Professor Chris Thomale, University of Vienna and Roma Tre University, has kindly provided us with his thoughts on the recent EP Draft Report on corporate due diligence and corporate accountability.
In recent years, debate on Corporate Social Responsibility (CSR) has picked up speed, finally reaching the EU. The Draft Report first and foremost contains a draft Directive on corporate due diligence and corporate accountability, which seems a logical step ahead from the status quo developed since 2014, which so far only consists of reporting obligations (see the Non-Financial Reporting Directive) and sector specific due diligence (see the Regulations on Timber and Conflict Minerals). The date itself speaks volumes: Precisely, to the very day (!), 8 years after the devastating fire in the factory of Ali Enterprises in Pakistan, which attracted much international attention through its follow-up litigation against the KiK company in Germany, the EU is taking the initiative to coordinate Member State national action plans as required under the Ruggie Principles. Much could be said about this new Directive in terms of company law and business law: The balancing exercise of on the one hand, assuring effective transparency of due diligence strategies and, on the other hand, avoiding overregulation in particular with regard to SMEs still appears somewhat rough and ready and hence should see some refinement in due course. The same applies to the private enforcement of those due diligence duties: By leaving the availability and degree of private enforcement entirely to the Member States (Art. 20), the Directive seems to gloss over one of the most pressing topics of comparative legal debate. The question of availability, conditions and extent of private liability imposed on parent companies for human rights violations committed in their value chains abroad, must be addressed by the EU eventually.

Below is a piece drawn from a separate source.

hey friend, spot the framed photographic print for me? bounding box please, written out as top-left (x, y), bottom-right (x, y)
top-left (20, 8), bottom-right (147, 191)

To this forum, however, the private international implications of the Draft Report would appear even more important:
As regards the conflicts of laws solution, the proposed Art. 6a Rome II Regulation seeks to make available, at the claimant’s choice, several substantive laws as conveniently summarized by Geert van Calster in the terms of lex loci damni, lex loci delicti commissi, lex loci incorporationis and lex loci activitatis. Despite my continuous call for a choice between the first two de regulatione lata, to be reached by applying a purposive reading of Art. 4 para 1 and 3 Rome II (see JZ 2017 and ZGR 2017), the latter two, lex loci incorporationis and lex loci activitatis, seem very odd to me. First, they are supported, to my humble knowledge, by no existing Private International Law Code or judicial practice. Second, the lex loci incorporationis has no convincing rationale, why it should in any way be connected with the legal relationship as created by the corporate perpetrator’s tort. Lex loci activitatis is excessively vague and will create threshold questions as well as legal uncertainty. Third, I would most emphatically concur with Jan von Hein’s opinion of a quadrupled choice being excessive and impractical in and of itself.
The solution proposed in terms of international jurisdiction, I will readily admit, looks puzzling to me. I fail to see, which cases the proposed Art. 8 para 5 Brussels Ibis Regulation is supposed to cover: As far as international jurisdiction is awarded to the courts of the “Member State where it has its domicile”, this adds nothing to Art. 4, 63 Brussels Ibis Regulation. In fact, it will create unnecessary confusion as to whether this venue of general jurisdiction is good even when there is no “damage caused in a third country [which] can be imputed to a subsidiary or another undertaking with which the parent company has a business relationship.” Thus, we are left with the courts of “a Member State […] in which [the undertaking] operates.” As already pointed out, this term itself will trigger a lot of controversy regarding certain threshold issues. But there is more: Oftentimes this locus activitatis will coincide with the locus delicti commissi, e.g., when claimants want to rely on an omission of oversight by the European parent company. In that case, Art. 7 No. 2 Brussels Ibis Regulation offers a venue at the very place, i.e. both in terms of international and local jurisdiction, where that omission was committed. How does the new rule relate to the old one? And, again, which cases exactly are supposed to be captured by this provision? In my view, this is a phantom paragraph that, if anything, can only do harm to the fragile semantic and systematic architecture built up by the Brussels Ibis Regulation and CJEU case law.
The same seems true of the proposed Art. 26a Brussels Ibis: First, there is no evident need for such a forum necessitatis, rendering Member State courts competent to hear foreign-cubed cases with no connection to the EU whatsoever. To the contrary, recent development of the US Alien Torts Statute point in the opposite direction. Second, the EU might be overreaching its legislative jurisdiction: Brussels Ibis Regulation is based on the EU’s competence to legislate on judicial cooperation in civil matters (Art. 81 para 2 TFEU). Such a global long-arm statute may not be covered by that competence, if it is legal at all under the public international confines incumbent upon civil jurisdiction (for details, see here). Third, it will be virtually anybody’s guess what a court seized with a politicised and likely emotional case like the ones we are talking about will deem a “reasonable” Third State venue. In fact, this would be a forum non conveniens test with inverted colours, i.e. the very test the CJEU, in 2005, deemed irreconcilable with the exigencies of foreseeability and legal certainty within the Brussels Ibis Regulation.